With the particulars worked out, I set out cutting and arranging the pieces for making the arms. Starting with two rare planks of black walnut, 4″ thick and 15″ wide, I carefully cut, milled and glued pieces that were the mirror image of each other for left and right arms. Care was taken to keep the pieces in order for a pleas­ing grain match. The glue-up was done in stages since the various pieces were staggered to accommodate the flowing curves of the arms.

From there, I began shaping the wood intuitively by eye. I used a grinder and Arbortech attachment for the rough gouging. Holding a live 5″ grinder for hours, slowly working my way closer to the fin­ished shape, is physically and mentally exhausting, made more so by the constantly lurking possibility that the grinder will catch and ruin the rare wood, or worse, catch and ruin me. In the words of Pye, this is ‘manufacture of risk’ in its raw form, and for many of us it is intoxicating. But it must only be done with full safety equip­ment and a fair level of fitness.

From there, I used hand tools, rasps, gouges, scrapers and spoke­shaves to fair the curves, constantly checking with calipers and fingers for the comparative thickness of each component. Perfect symmetry in a handmade object is an elusive thing. I strive hard for it but also revel in the unseen differences. The fact that no two of these chairs are exactly alike is a factor in their rarity and there­fore, value. As I reached the 400-hourmark, shaping and polishing the gorgeous wood, I decided that I had achieved the refinement I pursued.

Having made the final carbon fiber seat shell from six layers of carbon fiber, I cut it to fit the chair and attached threaded lugs with epoxy so it could be bolted in place. It seemed something of a shame to cover the beautiful gleaming carbon fiber weave of the seat, and perhaps a later version will showcase this aspect of the chair, but for this one, I could hardly do better than have it uphol­stered in Italian leather matching the casein ivory feet.

With the chair finished, I arranged for professional photog­raphy then immediately uploaded it to my website, Twitter and Instagram. Then I shipped it to a gallery for a showing. I also entered it in a juried international design competition, where it won a prize. Design competitions can be a valuable source of mar­keting and recognition.

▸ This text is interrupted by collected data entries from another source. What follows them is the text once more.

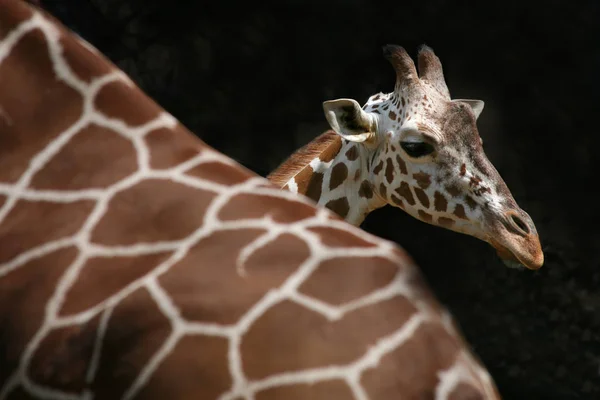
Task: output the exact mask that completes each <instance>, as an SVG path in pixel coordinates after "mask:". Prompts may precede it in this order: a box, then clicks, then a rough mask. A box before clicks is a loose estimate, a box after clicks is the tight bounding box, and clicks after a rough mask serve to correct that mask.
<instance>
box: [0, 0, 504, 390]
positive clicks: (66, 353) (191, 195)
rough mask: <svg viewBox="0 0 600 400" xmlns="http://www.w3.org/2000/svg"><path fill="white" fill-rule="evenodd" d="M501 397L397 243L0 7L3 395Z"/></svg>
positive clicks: (413, 262)
mask: <svg viewBox="0 0 600 400" xmlns="http://www.w3.org/2000/svg"><path fill="white" fill-rule="evenodd" d="M166 398H177V399H180V398H197V399H219V400H241V399H244V400H250V399H256V400H268V399H275V398H285V399H324V398H327V399H333V400H341V399H358V400H366V399H384V398H385V399H387V398H403V399H439V400H441V399H446V400H450V399H452V400H458V399H464V400H466V399H470V400H474V399H492V400H493V399H500V394H499V393H498V391H497V389H496V386H495V384H494V382H493V379H492V378H491V377H490V375H489V374H488V372H487V371H486V369H485V368H484V367H483V365H482V364H481V362H480V361H479V360H478V359H477V357H476V356H475V355H474V353H473V352H472V351H471V350H470V349H469V346H468V344H467V343H466V341H465V340H464V338H463V336H462V335H461V333H460V330H459V327H458V326H457V325H456V324H455V323H454V322H453V319H452V317H451V315H450V313H449V312H448V311H447V310H445V309H444V308H443V307H442V306H441V305H440V304H439V303H438V302H437V300H436V299H435V297H434V296H433V295H432V294H431V293H430V291H429V289H428V287H427V285H426V283H425V282H424V281H423V279H422V277H421V275H420V273H419V271H418V269H417V267H416V265H415V264H414V262H413V261H412V260H411V258H410V256H408V255H407V254H406V253H405V252H404V251H403V250H402V249H400V248H399V247H397V246H396V245H395V244H393V243H391V242H388V241H385V240H383V239H380V238H377V237H375V236H372V235H370V234H368V233H367V232H364V231H362V230H360V229H359V228H356V227H354V226H352V225H350V224H348V223H346V222H345V221H343V220H342V219H341V218H339V217H338V216H336V215H335V214H334V213H332V212H330V211H329V210H327V209H325V208H318V207H315V206H314V204H312V202H311V201H309V200H308V199H305V198H303V197H302V196H297V195H295V194H293V193H290V192H285V191H282V190H280V189H279V188H277V187H276V186H274V185H272V184H271V183H270V182H268V180H266V179H264V178H262V177H259V176H258V175H256V174H254V173H252V172H250V171H248V170H246V169H245V168H243V167H242V166H240V165H239V164H237V163H236V162H235V161H233V160H232V159H230V158H228V157H226V156H224V155H223V154H221V153H219V152H217V151H216V150H214V149H212V148H211V147H209V146H208V145H206V144H205V143H204V142H202V141H201V140H200V139H199V138H197V137H195V136H194V135H193V134H191V132H189V131H188V130H187V129H186V128H185V127H184V126H182V125H181V124H180V123H179V122H178V121H177V120H176V119H175V118H174V117H173V116H171V115H170V114H168V113H167V112H165V111H164V110H163V109H161V108H160V107H159V106H158V105H157V104H156V103H155V102H153V101H152V100H151V99H150V98H148V97H147V96H146V95H145V94H144V93H143V92H142V91H141V90H140V89H139V88H138V87H137V86H136V85H135V84H134V83H133V82H132V81H131V80H130V79H129V78H128V77H127V76H126V75H125V74H124V73H123V72H122V71H120V70H119V69H117V68H116V67H115V66H114V65H113V64H112V63H111V62H110V61H108V60H107V59H106V58H105V57H104V56H103V55H102V54H101V53H100V52H99V51H98V50H96V49H95V48H94V47H93V46H91V45H90V44H89V43H87V42H85V41H84V40H83V39H81V38H79V37H78V36H76V35H75V34H74V33H72V32H70V31H69V30H67V28H65V27H64V26H63V25H61V23H60V22H59V21H57V20H55V19H54V18H53V17H51V16H49V15H48V14H46V13H45V12H43V11H41V10H39V9H37V8H35V7H32V6H30V5H27V4H26V3H25V2H23V1H20V0H0V399H2V400H5V399H61V400H67V399H68V400H71V399H73V400H75V399H82V400H84V399H85V400H87V399H111V400H112V399H161V400H162V399H166Z"/></svg>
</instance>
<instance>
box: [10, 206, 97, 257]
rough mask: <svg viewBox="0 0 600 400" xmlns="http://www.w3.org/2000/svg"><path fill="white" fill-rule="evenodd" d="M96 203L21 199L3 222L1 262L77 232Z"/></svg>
mask: <svg viewBox="0 0 600 400" xmlns="http://www.w3.org/2000/svg"><path fill="white" fill-rule="evenodd" d="M94 204H95V203H94V202H93V201H88V200H82V201H76V202H73V203H52V202H47V201H27V200H19V201H18V202H17V203H16V204H15V206H14V207H13V209H12V210H11V211H10V213H9V214H8V215H7V216H6V219H5V220H4V222H3V223H2V224H0V243H2V245H1V246H0V263H4V262H6V261H8V260H11V259H12V258H13V257H16V256H17V255H19V254H21V253H22V252H24V251H27V250H30V249H32V248H33V247H36V246H39V245H41V244H44V243H48V242H52V241H54V240H58V239H63V238H66V237H69V236H71V235H74V234H75V233H77V232H78V231H79V229H81V227H82V226H83V224H84V222H85V221H86V219H87V218H88V216H89V215H90V213H91V211H92V209H93V207H94Z"/></svg>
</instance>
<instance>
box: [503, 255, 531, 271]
mask: <svg viewBox="0 0 600 400" xmlns="http://www.w3.org/2000/svg"><path fill="white" fill-rule="evenodd" d="M501 260H502V262H503V263H504V265H506V266H507V267H508V268H511V269H521V270H523V269H527V267H525V266H524V265H523V264H521V263H520V262H518V261H514V260H507V259H505V258H501Z"/></svg>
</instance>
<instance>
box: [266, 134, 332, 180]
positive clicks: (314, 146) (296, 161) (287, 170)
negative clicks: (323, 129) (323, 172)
mask: <svg viewBox="0 0 600 400" xmlns="http://www.w3.org/2000/svg"><path fill="white" fill-rule="evenodd" d="M341 148H342V139H341V138H340V136H339V135H338V134H337V133H335V132H334V131H332V130H329V131H327V132H325V133H323V134H321V135H320V136H318V137H317V138H316V139H315V140H313V141H312V142H310V143H308V144H307V145H306V146H304V147H302V148H300V149H298V150H297V151H296V152H294V153H293V154H292V155H291V156H290V157H288V159H287V160H285V161H284V162H283V163H282V164H281V165H280V166H279V167H277V168H276V169H275V170H274V171H273V172H271V173H270V174H269V175H268V176H267V179H269V180H270V181H271V182H273V183H274V184H275V185H277V186H280V187H281V186H283V185H285V183H286V182H287V181H289V180H290V179H291V178H292V177H293V176H295V175H297V174H298V173H299V172H300V171H301V170H302V169H303V168H306V167H308V164H309V163H310V162H311V161H312V160H313V159H315V158H316V157H319V158H320V159H321V160H322V161H323V162H329V161H331V160H333V159H334V158H335V156H336V155H337V154H338V153H339V151H340V149H341Z"/></svg>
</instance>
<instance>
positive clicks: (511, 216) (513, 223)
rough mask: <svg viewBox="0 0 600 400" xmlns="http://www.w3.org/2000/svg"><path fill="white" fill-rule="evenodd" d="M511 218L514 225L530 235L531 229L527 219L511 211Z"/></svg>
mask: <svg viewBox="0 0 600 400" xmlns="http://www.w3.org/2000/svg"><path fill="white" fill-rule="evenodd" d="M510 219H511V221H512V223H513V224H514V226H515V227H516V228H517V229H518V230H519V231H520V232H521V233H524V234H525V235H529V234H530V233H531V231H530V230H529V226H528V225H527V223H526V222H525V221H523V220H522V219H521V218H520V217H519V216H518V215H515V214H513V213H511V214H510Z"/></svg>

In summary, the more preparation we can muster for a new design, the more likely the satisfactory outcome. Enlist the help of experts for unfamiliar aspects. Do full-scale drawings and modeling. Embrace the risk, both financial and creative, of trying some­thing new and daring. And then show your new work to the world.

A Word About Curves

For years, I made furniture that had few curves in it. I was taken by the simplicity and honesty of Shaker as well as Arts and Crafts style furniture. But as my design sensibilities grew, I gradually came to realize that the great­est beauty is revealed in organic curves. Can the pleasing nature of a well-formed human body be denied? What of the infinite variety of gorgeous shapes in trees and other marvels of cre­ation? I had been fooled slightly by the fact that the raw material for my work arrives in my studio in long, straight planks. But it didn’t grow that way.

I began designing this chair in earnest while I was in Italy on business. As I sat at a table in our sun-drenched apartment on Lake Como, I thought deeply about the mantra I had subscribed to for the past 12 years – less is more. It dawned on me quite suddenly that I had been misled slightly by that as well. As I sketched the sensuous curves of Lounge Chair No. 3, a new ideol­ogy took root and made its way onto my sketchbook page – No, only more is more.

Breaking the mindset of creating in straight lines is not easy. Most of our power and hand tools are designed to mill that way. The joinery we use must employ tight-fitting flat planes if it is to last. But designing furniture in pleas­ing curves can be done. I encourage every woodworker to experiment. True, production will slow to a crawl. If I were to live to a ripe old age and make nothing else, the number of these chairs I could make in my lifetime is well under a hundred. But the added satisfaction of pushing our limits and making something extraordinary is hard to quantify.